A grandfather was trampled to death after collapsing next to his horse, an inquest heard.
Horse enthusiast Michael Heagney, 77, from Bradley, was left with fatal injuries from the horse’s hooves after his sudden collapse had startled the animal.
Bradford coroner’s court heard this morning how Mr Heagney’s grandson had discovered him on the floor after he and father William Heagney heard a bang from the stable.
Mr Heagney’s son and grandson had been tending to a horse in a nearby block at the Quarry stables in Bradley – where the family own 10 horses – on Sunday, November 1, when the tragedy struck.
The court heard retired plant driver Mr Heagney, originally from Athlone, Ireland, had a medical history of angina and ischemic heart disease, and had been on antibiotics for a chest infection at the time of his death.
In a statement read out by coroner’s officer Fiona Turnbull, William Heagney said: “My father has kept horses most of his life.
“He attended the Quarry on a daily basis – we have 10 in total.
“He was an active man despite his medical condition – he walked there from the house which is a mile away every day.”

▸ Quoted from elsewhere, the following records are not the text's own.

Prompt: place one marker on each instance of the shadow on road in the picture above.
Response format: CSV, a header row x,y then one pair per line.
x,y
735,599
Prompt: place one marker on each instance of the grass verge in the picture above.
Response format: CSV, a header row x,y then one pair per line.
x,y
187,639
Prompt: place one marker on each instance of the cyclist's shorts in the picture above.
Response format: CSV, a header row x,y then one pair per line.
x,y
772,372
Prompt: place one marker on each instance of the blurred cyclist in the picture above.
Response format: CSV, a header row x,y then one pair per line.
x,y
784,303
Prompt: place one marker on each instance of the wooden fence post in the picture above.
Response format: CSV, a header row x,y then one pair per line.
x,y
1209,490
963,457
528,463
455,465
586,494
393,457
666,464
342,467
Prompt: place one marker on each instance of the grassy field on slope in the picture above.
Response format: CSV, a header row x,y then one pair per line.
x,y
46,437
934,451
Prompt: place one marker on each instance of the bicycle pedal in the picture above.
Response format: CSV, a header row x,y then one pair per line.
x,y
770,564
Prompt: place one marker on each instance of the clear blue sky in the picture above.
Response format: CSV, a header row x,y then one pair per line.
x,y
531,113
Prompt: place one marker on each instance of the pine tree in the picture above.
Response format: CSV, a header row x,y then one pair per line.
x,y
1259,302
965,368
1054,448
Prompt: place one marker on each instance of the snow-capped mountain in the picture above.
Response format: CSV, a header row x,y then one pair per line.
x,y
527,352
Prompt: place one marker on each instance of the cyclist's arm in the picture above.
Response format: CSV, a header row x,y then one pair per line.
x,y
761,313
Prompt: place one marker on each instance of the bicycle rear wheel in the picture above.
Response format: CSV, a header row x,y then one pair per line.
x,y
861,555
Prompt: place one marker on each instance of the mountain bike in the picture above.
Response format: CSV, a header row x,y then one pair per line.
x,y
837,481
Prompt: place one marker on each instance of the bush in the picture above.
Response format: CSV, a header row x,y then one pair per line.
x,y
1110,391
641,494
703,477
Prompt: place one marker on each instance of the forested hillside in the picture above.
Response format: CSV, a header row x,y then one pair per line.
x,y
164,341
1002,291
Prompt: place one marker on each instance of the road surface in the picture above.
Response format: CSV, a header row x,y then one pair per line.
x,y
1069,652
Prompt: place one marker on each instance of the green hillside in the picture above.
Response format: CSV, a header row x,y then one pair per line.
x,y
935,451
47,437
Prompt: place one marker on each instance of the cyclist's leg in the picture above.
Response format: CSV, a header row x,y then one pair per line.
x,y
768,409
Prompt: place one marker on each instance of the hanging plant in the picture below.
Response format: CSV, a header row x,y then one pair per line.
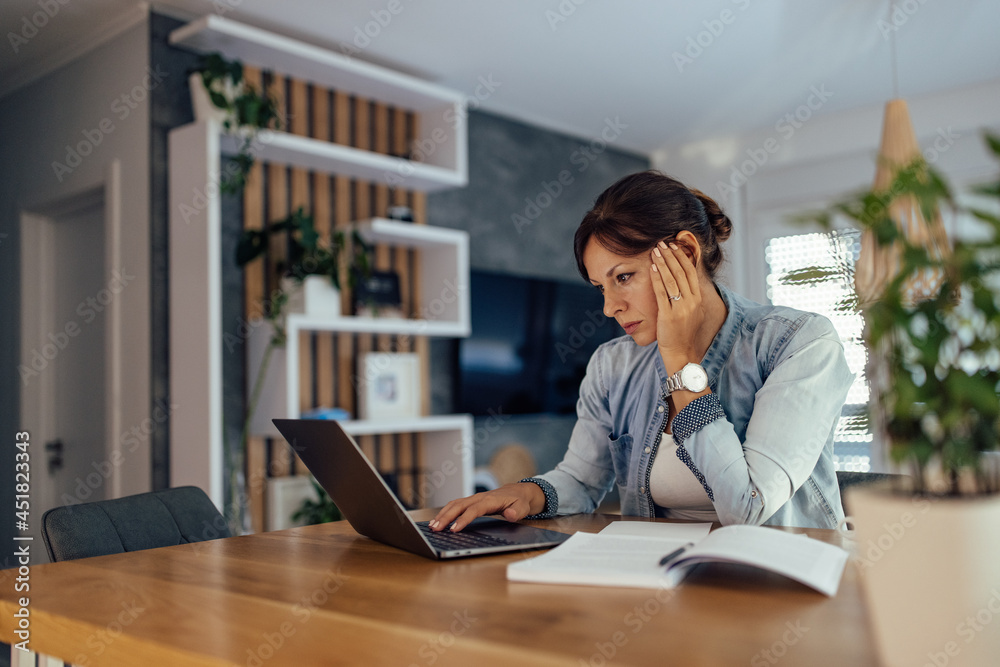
x,y
308,254
247,112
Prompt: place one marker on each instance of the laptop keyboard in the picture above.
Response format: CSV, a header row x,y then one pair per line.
x,y
449,541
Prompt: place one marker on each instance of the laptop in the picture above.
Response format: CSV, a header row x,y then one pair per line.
x,y
372,509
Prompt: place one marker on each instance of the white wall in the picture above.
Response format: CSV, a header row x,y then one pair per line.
x,y
807,163
37,123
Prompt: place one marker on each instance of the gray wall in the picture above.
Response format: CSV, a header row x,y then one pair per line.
x,y
548,180
528,190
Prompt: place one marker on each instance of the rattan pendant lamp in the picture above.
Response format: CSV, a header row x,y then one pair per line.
x,y
898,148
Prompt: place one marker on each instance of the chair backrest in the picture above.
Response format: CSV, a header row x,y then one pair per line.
x,y
143,521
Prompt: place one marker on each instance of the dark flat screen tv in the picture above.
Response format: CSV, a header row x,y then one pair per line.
x,y
530,344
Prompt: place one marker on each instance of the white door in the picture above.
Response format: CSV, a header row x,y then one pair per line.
x,y
67,292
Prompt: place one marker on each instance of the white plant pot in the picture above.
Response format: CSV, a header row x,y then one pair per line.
x,y
930,568
316,295
201,103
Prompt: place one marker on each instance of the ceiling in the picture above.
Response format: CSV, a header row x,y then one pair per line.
x,y
570,66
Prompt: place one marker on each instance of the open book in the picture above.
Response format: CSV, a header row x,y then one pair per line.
x,y
634,561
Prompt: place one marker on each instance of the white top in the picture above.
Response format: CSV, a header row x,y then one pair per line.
x,y
675,488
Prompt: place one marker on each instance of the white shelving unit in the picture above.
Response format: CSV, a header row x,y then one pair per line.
x,y
442,142
195,150
444,268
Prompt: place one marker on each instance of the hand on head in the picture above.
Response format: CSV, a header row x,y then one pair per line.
x,y
511,501
681,310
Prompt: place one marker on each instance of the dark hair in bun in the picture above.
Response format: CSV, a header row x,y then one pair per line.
x,y
640,210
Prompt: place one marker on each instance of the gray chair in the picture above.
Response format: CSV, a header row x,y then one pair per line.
x,y
143,521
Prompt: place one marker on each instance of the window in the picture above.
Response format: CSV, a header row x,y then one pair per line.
x,y
815,272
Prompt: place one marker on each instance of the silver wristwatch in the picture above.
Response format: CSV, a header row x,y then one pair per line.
x,y
690,378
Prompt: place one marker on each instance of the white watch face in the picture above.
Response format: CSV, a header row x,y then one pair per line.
x,y
694,377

On the morning of his death, William Heagney said he had left his father at the bottom of the site.
“I heard a noise like a bang or a knock,” he said. “I told my son to go down and find out what it was.
“He went and shouted ‘he’s dead, dad’.”
The family called emergency services and an air ambulance later took Mr Heagney to the A&E department at Leeds General Infirmary where he was pronounced dead from his injuries.
The inquest heard how the eight-year-old male horse had been bred by the family, who had never had any concerns over his temperament.
Medical reports read out in court stated that Mr Heagney had suffered injuries to his head, chest and spine and internal bleeding in the incident, and was alive at the time of these injuries.
Pathologist’s reports said he was “unlikely” to have collapsed due to cardiac arrest, but wouldn’t rule it out completely.
Assistant coroner Mary Burke said: “It appears to me that Mr Heagney has stumbled.
“Has he stumbled because of a coughing fit due to his chest infection or a flutter of his heart? Sadly we’ll never know.
“He has landed on the ground – it was heard some distance away.
“The horse who was not facing in his direction must clearly have been startled by such a significant sound and the horses hooves have come into contact with him.
“The resulting injuries were the cause of death.”
Ms Burke recorded a verdict of accidental death.